Mrs. Featherstone weighed a hundred and sixty-nine and she ate like a canary and thought about food most of the time, and her large, comely face had a chronic expression of wistful yearning. Clergymen and lecturers and interpreters liked having her in the front row; they found her intense concentration and her blue-eyed gaze extremely helpful and inspiring, and they had no way of knowing that she was thinking raptly to herself— “If I should go over to the Palace for lunch and have turkey hash and potatoes au gratin and popovers and a cup of chocolate, and walk all the way home, fast, I don’t believe I’d gain an ounce!”

She was Ginger’s father’s half sister, and she had been twice married. Her first husband had died and her second had been divorced, but she was still on very kindly and pleasant terms with him. He gave her a generous alimony and she was able to live in a smart apartment with a smart maid and wear the smartest of clothes and she wanted for nothing in the world except food.

“Here’s your room, dearie,” she said, piloting her niece into a tiny apricot-colored guest chamber. “I suppose it looks small after the ranch; you couldn’t rope a steer in it, but it’s large enough, if you’re not boisterous. You had to sleep on the davenport when I was at the Livingston, didn’t you? This is no end nicer; it ought to be, heaven knows, with what I pay for it. Jim voluntarily gave me another hundred a month, did I tell you?” She sighed and winked her blue eyes violently. “He’s a prince, if ever there was one. He said it was only fair—H. C. of L., and all that. Now, I’ll just slip into something loose and we’ll have a chatter. Lucinda,” she called the little trim negress, “you make Miss McVeagh a cup of chocolate. You’ll see,” she turned to her niece again, “I’ll watch you drink it without a quiver.
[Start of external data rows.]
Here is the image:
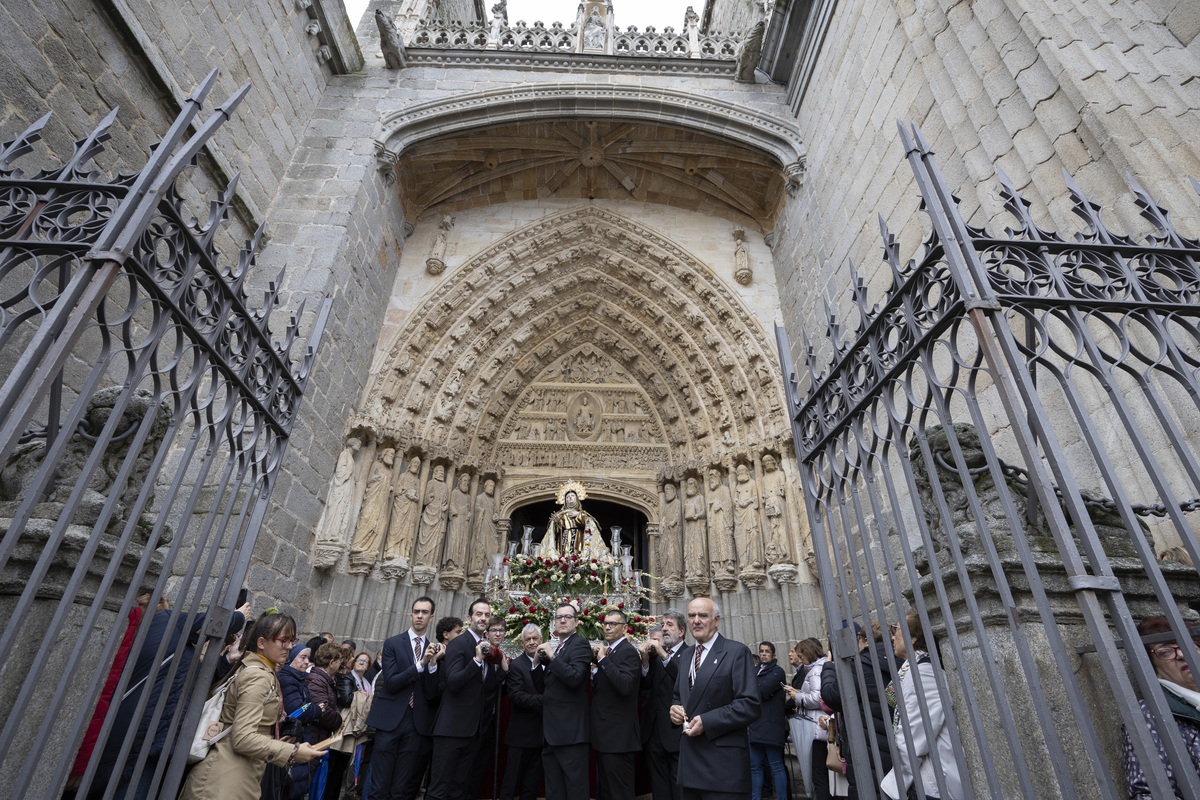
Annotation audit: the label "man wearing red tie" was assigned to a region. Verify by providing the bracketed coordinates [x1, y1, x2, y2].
[538, 604, 592, 800]
[671, 597, 760, 800]
[367, 597, 438, 800]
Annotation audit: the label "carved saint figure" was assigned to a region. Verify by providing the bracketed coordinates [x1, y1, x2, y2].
[583, 7, 607, 50]
[350, 447, 396, 573]
[383, 457, 421, 570]
[683, 477, 709, 595]
[442, 473, 470, 590]
[413, 464, 450, 567]
[762, 456, 794, 566]
[707, 469, 738, 591]
[313, 437, 362, 570]
[733, 464, 763, 573]
[467, 480, 499, 591]
[659, 483, 683, 597]
[541, 481, 608, 559]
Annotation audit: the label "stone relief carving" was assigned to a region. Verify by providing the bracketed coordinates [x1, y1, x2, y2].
[382, 457, 421, 581]
[438, 473, 470, 591]
[312, 437, 362, 570]
[467, 479, 499, 591]
[733, 464, 767, 589]
[683, 477, 709, 597]
[350, 447, 396, 575]
[413, 464, 450, 585]
[658, 483, 684, 597]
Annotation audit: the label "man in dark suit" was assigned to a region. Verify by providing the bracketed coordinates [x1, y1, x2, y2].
[592, 608, 642, 800]
[367, 597, 438, 800]
[642, 608, 686, 800]
[500, 622, 546, 800]
[427, 600, 497, 800]
[671, 597, 760, 800]
[537, 604, 592, 800]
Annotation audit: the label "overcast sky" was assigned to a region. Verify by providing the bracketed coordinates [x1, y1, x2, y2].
[344, 0, 704, 32]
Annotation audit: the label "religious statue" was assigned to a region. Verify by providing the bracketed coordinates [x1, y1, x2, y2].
[659, 483, 683, 597]
[440, 473, 470, 591]
[683, 477, 709, 597]
[708, 469, 738, 591]
[733, 464, 764, 588]
[467, 479, 498, 591]
[383, 457, 421, 568]
[762, 455, 794, 566]
[313, 437, 362, 570]
[413, 464, 450, 569]
[350, 447, 396, 575]
[541, 481, 610, 560]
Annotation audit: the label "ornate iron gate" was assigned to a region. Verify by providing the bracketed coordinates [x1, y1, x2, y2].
[0, 71, 331, 798]
[776, 126, 1200, 799]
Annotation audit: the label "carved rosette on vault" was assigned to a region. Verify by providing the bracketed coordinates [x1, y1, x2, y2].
[314, 206, 811, 597]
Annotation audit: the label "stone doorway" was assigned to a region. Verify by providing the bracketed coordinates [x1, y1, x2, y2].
[509, 499, 653, 572]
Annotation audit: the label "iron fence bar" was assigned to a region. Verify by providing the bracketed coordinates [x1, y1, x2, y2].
[899, 125, 1200, 800]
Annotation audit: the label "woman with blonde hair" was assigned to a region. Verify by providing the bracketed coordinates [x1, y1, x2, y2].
[180, 613, 325, 800]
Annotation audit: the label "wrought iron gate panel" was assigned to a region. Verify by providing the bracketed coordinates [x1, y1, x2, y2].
[0, 71, 331, 798]
[776, 120, 1200, 798]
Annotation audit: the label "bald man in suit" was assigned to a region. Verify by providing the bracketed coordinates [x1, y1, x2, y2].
[671, 597, 761, 800]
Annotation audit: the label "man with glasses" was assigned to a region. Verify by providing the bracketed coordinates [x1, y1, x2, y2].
[429, 599, 496, 800]
[592, 608, 642, 800]
[367, 597, 438, 800]
[538, 604, 592, 800]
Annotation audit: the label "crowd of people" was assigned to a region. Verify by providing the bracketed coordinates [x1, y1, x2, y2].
[67, 587, 1200, 800]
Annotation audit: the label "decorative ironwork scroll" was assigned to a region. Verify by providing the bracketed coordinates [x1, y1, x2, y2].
[0, 71, 330, 798]
[776, 126, 1200, 799]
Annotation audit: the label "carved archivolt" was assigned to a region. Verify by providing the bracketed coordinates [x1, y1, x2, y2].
[322, 206, 808, 596]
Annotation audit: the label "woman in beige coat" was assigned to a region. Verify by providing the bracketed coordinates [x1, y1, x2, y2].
[180, 614, 325, 800]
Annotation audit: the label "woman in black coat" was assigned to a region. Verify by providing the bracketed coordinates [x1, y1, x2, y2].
[750, 642, 788, 800]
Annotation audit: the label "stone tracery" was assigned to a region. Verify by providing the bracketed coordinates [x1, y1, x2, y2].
[309, 207, 804, 596]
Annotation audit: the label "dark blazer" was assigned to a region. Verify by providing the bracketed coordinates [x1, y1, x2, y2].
[504, 652, 546, 747]
[750, 658, 787, 747]
[434, 631, 494, 738]
[642, 645, 688, 753]
[592, 638, 642, 753]
[547, 633, 592, 747]
[673, 636, 761, 792]
[367, 631, 436, 735]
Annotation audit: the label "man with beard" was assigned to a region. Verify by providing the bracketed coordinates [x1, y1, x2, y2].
[642, 608, 686, 800]
[540, 603, 592, 800]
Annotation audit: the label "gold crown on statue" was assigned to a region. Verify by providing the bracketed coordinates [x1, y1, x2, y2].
[557, 481, 588, 505]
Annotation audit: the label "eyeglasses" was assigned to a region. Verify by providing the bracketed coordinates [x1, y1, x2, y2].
[1151, 640, 1200, 661]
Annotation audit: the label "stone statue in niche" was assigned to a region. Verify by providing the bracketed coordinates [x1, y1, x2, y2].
[707, 469, 738, 591]
[733, 464, 766, 588]
[583, 7, 607, 50]
[312, 437, 362, 570]
[733, 228, 754, 287]
[383, 457, 421, 568]
[438, 473, 470, 591]
[762, 455, 796, 566]
[467, 479, 499, 591]
[350, 447, 396, 575]
[659, 483, 684, 597]
[425, 216, 454, 275]
[413, 464, 450, 575]
[683, 477, 709, 597]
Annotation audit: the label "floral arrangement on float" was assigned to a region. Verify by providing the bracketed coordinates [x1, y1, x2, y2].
[486, 481, 655, 652]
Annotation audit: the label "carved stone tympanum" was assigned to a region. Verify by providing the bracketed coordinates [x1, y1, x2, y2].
[350, 447, 396, 575]
[312, 437, 362, 570]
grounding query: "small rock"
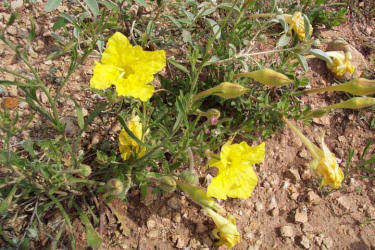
[8,85,18,97]
[167,196,180,210]
[298,149,309,159]
[147,229,159,239]
[176,235,185,248]
[307,190,321,205]
[255,202,264,212]
[10,0,23,9]
[280,226,295,238]
[300,235,310,249]
[294,209,308,223]
[195,222,208,234]
[146,218,156,229]
[8,26,17,36]
[285,169,301,184]
[268,197,277,210]
[271,207,280,217]
[337,196,353,211]
[173,213,181,223]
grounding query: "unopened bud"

I ought to be a martyr or something—you know—hunger strikes—” She went away breathlessly to get out of her armor, and Ginger opened the window and let the keen, foggy night air into the little soft room. She always felt trapped in her Aunt Fan’s pretty abiding places. Nevertheless, she stayed a whole week this time, and got snugly into her aunt’s good graces by buying everything she suggested.

“We’ll get downtown early.” Mrs. Featherstone planned earnestly, the night of her arrival, “oh, bright and early, before any one’s out—by eleven o’clock if we can possibly manage it—and get you some things you can wear right out of the shop, before any one sees you.”

She had an excellent sense of values, Ginger’s Aunt Fan, and she let the girl keep true to type in her selections—a mannish coat suit of heather brown jersey, sport blouse of rough creamy silk, snub-nosed little Scotch brogues and wool stockings, fabric gloves with gauntlet cuffs and smart buckles, and a small brown hat which had plenty of assurance even without its stab of burnt orange. “Now,” said Mrs. Featherstone with a sigh of deep relief, “let’s go!”

They went tirelessly, late forenoons and solid afternoons and Ginger had presently a large trunkful of clever clothes—gay ginghams and crisp organdies, boldly plaided sport skirts and sweaters in solid colors to match, and two evening frocks (though these Ginger protested she would never need) in scarlet and persimmon. “I’m having a color spree,” said Aunt Fan. “All the things I’d adore to wear and can’t.”

They were at Dos Pozos four days before Dean Wolcott was due. Mrs. Featherstone had been watching her niece narrowly. “What’s he like, this chap?” she had wanted to know a day or so after Ginger had come to her.